Publicado el 13 septiembre 2013 por 39escalones

Cuando el controvertido John Milius, acusado reiteradamente de conservador, de ultraderechista, de fascista y amante de la violencia gratuita entre otros excesos, se propuso llevar a la pantalla las andanzas del famoso atracador de bancos (que no mafioso: en cuanto en una película se ve a un tipo que tira de metralleta Thompson en los años 20 en seguida se piensa que la cosa va de la Mafia) John Dillinger, tuvo sin embargo una idea clara: a diferencia del torpe de Michael Mann y de su aburrida, desmesuradamente larga y fallona Enemigos públicos (Public enemies, 2009), sabía que necesitaba como protagonista a un tipo que por apareciencia, carácter y ciertos rasgos físicos tuviera una semejanza general con el famoso ladrón, y no un niño bonito acostumbrado a hacer payasadas en producciones de Disney. De modo que escogió a Warren Oates, elevado a los altares del cine de acción merced al buen hacer de Sam Peckinpah, como protagonista de una historia que es algo más que un simple biopic, que, en cierta forma refleja un periodo sociológico de la sociedad estadounidense en la que se mezclaban herencias del pasado con nuevos fenómenos derivados del salto a la modernidad y a la sociedad de consumo.

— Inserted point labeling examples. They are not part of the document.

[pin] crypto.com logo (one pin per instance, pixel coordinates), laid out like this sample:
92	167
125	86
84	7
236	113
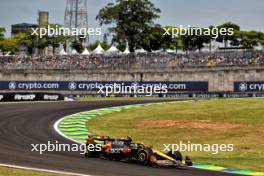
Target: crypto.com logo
12	85
243	87
72	86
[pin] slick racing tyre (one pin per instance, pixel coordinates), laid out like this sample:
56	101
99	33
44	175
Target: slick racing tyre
175	155
143	157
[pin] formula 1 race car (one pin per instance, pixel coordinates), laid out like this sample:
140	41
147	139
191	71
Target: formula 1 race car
126	150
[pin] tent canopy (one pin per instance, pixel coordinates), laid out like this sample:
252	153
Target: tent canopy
126	51
112	49
98	50
74	52
140	51
62	52
85	52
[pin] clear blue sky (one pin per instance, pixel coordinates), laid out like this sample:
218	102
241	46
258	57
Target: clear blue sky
248	14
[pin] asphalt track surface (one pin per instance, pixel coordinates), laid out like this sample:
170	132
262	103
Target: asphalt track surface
23	124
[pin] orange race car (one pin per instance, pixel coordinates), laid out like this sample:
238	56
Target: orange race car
126	150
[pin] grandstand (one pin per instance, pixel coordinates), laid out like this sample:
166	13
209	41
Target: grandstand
133	61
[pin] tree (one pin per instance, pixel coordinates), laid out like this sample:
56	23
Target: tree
94	45
9	45
133	20
2	33
226	38
250	39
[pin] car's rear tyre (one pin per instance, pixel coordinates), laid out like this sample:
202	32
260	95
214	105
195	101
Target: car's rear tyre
188	161
143	157
175	155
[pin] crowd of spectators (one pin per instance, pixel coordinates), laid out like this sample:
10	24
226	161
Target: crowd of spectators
141	61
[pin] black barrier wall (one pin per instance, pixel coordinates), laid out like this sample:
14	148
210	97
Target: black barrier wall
30	97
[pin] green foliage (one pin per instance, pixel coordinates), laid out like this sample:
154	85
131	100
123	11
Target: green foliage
226	38
9	45
94	45
2	33
133	20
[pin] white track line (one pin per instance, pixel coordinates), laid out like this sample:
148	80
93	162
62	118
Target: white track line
42	170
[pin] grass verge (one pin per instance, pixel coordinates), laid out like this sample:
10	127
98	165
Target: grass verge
221	121
4	171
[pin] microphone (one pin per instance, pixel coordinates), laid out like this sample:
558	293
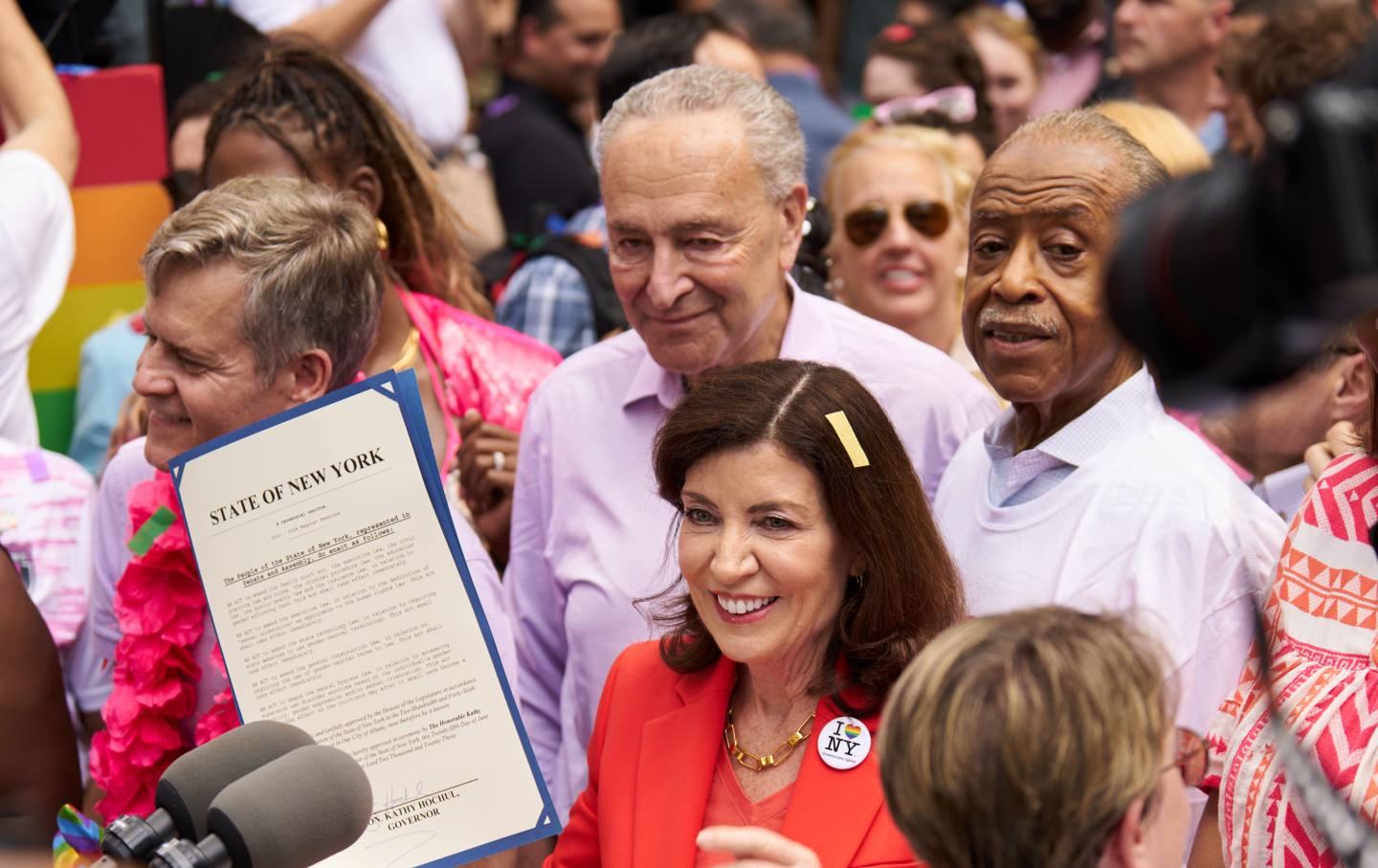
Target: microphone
294	812
193	780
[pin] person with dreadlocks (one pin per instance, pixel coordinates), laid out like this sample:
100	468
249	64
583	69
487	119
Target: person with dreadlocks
302	112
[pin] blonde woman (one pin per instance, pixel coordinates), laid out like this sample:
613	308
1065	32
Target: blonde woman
1013	62
899	200
1039	737
1162	132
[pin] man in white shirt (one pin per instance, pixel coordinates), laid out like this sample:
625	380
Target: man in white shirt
37	162
1085	492
410	50
1166	50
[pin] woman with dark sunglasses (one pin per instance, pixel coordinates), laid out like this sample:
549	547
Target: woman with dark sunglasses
899	197
1039	737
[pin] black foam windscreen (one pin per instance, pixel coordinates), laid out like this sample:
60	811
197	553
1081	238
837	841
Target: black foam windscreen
294	812
193	780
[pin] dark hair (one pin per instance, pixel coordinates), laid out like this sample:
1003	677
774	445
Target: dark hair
199	100
545	11
772	25
911	588
942	56
297	85
1301	47
651	47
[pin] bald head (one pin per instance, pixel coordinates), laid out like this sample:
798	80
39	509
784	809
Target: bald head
1134	169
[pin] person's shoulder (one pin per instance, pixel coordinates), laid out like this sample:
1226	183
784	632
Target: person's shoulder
477	331
1195	481
880	354
600	372
641	663
127	469
32	187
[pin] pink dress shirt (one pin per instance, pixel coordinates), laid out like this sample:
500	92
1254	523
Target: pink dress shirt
590	536
1071	78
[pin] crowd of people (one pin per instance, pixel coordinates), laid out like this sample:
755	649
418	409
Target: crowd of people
775	388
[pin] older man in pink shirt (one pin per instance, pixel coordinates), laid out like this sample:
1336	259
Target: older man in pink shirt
703	181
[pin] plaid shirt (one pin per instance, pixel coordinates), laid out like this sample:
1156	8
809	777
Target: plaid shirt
547	298
1021	477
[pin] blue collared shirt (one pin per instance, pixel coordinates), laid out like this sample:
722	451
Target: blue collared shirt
547	298
1018	477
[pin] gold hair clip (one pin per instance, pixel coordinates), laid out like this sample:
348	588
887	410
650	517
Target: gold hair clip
849	438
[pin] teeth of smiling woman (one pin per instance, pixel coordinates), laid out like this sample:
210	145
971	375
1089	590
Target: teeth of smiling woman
742	607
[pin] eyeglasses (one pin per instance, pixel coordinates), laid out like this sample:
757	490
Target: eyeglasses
867	223
1190	758
957	103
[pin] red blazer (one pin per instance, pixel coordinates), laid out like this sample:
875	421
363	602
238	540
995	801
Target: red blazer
651	762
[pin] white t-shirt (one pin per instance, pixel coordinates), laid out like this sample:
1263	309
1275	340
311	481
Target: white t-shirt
1152	525
37	241
407	53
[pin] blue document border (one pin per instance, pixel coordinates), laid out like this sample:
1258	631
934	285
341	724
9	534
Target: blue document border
401	388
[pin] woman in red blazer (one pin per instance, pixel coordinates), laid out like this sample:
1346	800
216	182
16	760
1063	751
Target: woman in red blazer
811	572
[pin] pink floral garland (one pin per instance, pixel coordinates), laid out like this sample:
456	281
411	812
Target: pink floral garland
160	607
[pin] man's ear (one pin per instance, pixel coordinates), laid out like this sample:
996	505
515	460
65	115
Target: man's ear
792	211
1126	848
1350	382
309	376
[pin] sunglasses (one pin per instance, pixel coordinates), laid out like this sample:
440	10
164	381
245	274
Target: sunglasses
1190	757
955	103
867	223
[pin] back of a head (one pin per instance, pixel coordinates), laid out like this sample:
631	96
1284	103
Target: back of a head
1023	739
782	27
651	47
294	812
942	56
1137	169
295	85
1162	132
1303	46
769	122
309	256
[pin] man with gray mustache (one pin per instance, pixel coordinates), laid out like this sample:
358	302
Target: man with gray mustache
1085	492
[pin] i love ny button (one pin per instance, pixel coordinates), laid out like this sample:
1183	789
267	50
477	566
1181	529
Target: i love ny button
844	743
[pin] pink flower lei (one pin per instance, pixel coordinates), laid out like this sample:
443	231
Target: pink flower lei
160	607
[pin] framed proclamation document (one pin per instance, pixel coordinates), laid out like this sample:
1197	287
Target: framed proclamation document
344	605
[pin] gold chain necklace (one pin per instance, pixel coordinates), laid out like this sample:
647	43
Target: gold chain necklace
729	739
408	356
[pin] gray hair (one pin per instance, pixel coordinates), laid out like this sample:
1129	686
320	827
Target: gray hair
310	266
770	125
1140	171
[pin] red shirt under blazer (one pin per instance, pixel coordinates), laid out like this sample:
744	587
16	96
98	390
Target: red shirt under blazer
651	764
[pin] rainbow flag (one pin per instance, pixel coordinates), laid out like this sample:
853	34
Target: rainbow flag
119	203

Porque los años 30 en Estados Unidos es la época de la Gran Depresión, de los negocios arruinados, las fortunas desvanecidas, las grandes mansiones abandonadas, las colas del paro kilométricas, el racionamiento, el vagabundeo y la emigración. Pero también, durante un periodo mucho más breve del que a menudo pensamos, apenas dos o tres años en la primera mitad de la década, se concentró una extraordinaria eclosión de violencia, de robos con fuerza, de asesinatos (aunque sólo se pudo constatar que Dillinger matara a una única persona, un policía durante un atraco, y más a causa del caótico fragor del tiroteo que por intención real de asesinar), por parte de bandas de asaltantes de bancos que, gracias al inmenso poder de las nuevas armas a las que a menudo las policías locales y estatales no tenían acceso (pistolas automáticas, ametralladoras, recortadas de gran calibre o incluso explosivos…), extendieron su dominio por amplias zonas del centro y el Medio Oeste de los Estados Unidos (Missouri, Arkansas, Mississippi, Iowa, Tennessee, Kentucky, Kansas, Ohio, Illinois, Indiana, Oklahoma, Louisiana, Texas…). Este periodo, habitualmente visitado por el cine, encuentra nombres míticos como Bonnie y Clyde, historia llevada al cine por Arthur Penn, o la gran cinta de Joseph H. Lewis El demonio de las armas (Gun crazy, 1950). La principal causa de este fenómeno hay que buscarla en la feroz crisis económica derivada del crack de 1929, pero hay otros ingredientes muy interesantes que contribuyen a dibujar un panorama propicio para este tipo de delincuencia organizada y, a menudo, desquiciada.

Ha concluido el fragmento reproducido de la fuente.